Nel 2017, i senior hanno accolto 13,5 milioni di ospiti da oltre 150 paesi, con ricavi a 2 miliardi di dollari (i ricavi totali degli host si stima attorno ai 30 miliardi, il che equivale a ricavi poco sotto i 4 miliardi per Airbnb). Secondo i dati di Airbnb aggiornati all’1 settembre 2018, in Italia si contano 36.000 host over 60 (su un totale di 200mila), con una crescita del 26% rispetto all’anno precedente: è il segmento demografico di maggior crescita. Quota che ci rende il secondo paese europeo per numero, dietro alla sola Francia (che ne conta oltre 79.000), ma ben sopra Regno Unito (22.500), Spagna (19.000) e Germania (11.000).

Nel nostro Paese, i padroni di casa senior garantiscono anche un’offerta qualitativamente alta, secondo i dati del portale Usa: più dell’80%, infatti, ha recensioni a 5 stelle, il che fa di loro il gruppo con la percentuale più alta di feedback positivi. Nel 2017, i senior host italiani hanno ospitato complessivamente 800.000 viaggiatori, condividendo la loro casa (o una stanza) per 29 notti l’anno.

I padroni di casa più anziani sono attivi anche nel campo delle esperienze, soprattutto in alcune categorie: quasi il 12% delle proposte nella categoria “Natura” sono offerte da over 60; percentuale che scende intorno al 10 nella categoria “Storia” e si attesta intorno all’8 nella categoria “Arte”.

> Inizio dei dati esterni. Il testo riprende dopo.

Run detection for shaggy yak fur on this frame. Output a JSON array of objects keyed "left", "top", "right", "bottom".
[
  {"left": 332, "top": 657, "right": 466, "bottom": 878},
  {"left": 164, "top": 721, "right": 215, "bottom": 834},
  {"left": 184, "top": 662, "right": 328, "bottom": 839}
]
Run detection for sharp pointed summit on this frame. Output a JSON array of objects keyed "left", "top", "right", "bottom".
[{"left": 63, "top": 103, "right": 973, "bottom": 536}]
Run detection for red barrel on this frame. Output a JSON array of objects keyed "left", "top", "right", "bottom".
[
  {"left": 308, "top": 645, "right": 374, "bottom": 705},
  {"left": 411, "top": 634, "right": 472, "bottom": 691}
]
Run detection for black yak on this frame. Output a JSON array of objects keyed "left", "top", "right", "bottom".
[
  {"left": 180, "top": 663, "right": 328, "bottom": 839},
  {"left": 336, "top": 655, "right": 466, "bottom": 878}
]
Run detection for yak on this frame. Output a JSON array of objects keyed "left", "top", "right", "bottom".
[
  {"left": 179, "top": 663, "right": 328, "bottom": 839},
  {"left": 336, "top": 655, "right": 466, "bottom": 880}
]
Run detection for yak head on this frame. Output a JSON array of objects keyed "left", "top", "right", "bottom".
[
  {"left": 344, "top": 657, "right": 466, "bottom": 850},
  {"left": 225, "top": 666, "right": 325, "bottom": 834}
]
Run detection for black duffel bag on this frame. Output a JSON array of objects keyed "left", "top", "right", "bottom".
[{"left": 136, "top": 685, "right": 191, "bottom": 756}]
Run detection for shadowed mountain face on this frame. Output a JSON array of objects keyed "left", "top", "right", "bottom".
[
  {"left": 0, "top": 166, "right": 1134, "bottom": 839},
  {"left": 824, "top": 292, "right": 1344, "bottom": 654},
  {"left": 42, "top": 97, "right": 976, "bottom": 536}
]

L’host più anziana a Torino, Ivana abita a Torino ed è host su Airbnb dalla scorsa primavera. In pochi mesi, ha già raccolto numerose recensioni, 100% positive. E stabilito un record: a 88 anni (è del 1930), è l’host più anziana d’Italia.

Quello di Ivana, come detto, non è però un caso isolato: gli over 60 non solo sono il segmento di maggior crescita sulla piattaforma californiana, ma sono anche quello che riscontra il maggior successo in termini di qualità. Probabilmente molti over 60 in pensione o comunque con difficoltà lavorative si sono “riciclati” come padroni di casa per arrotondare la pensione.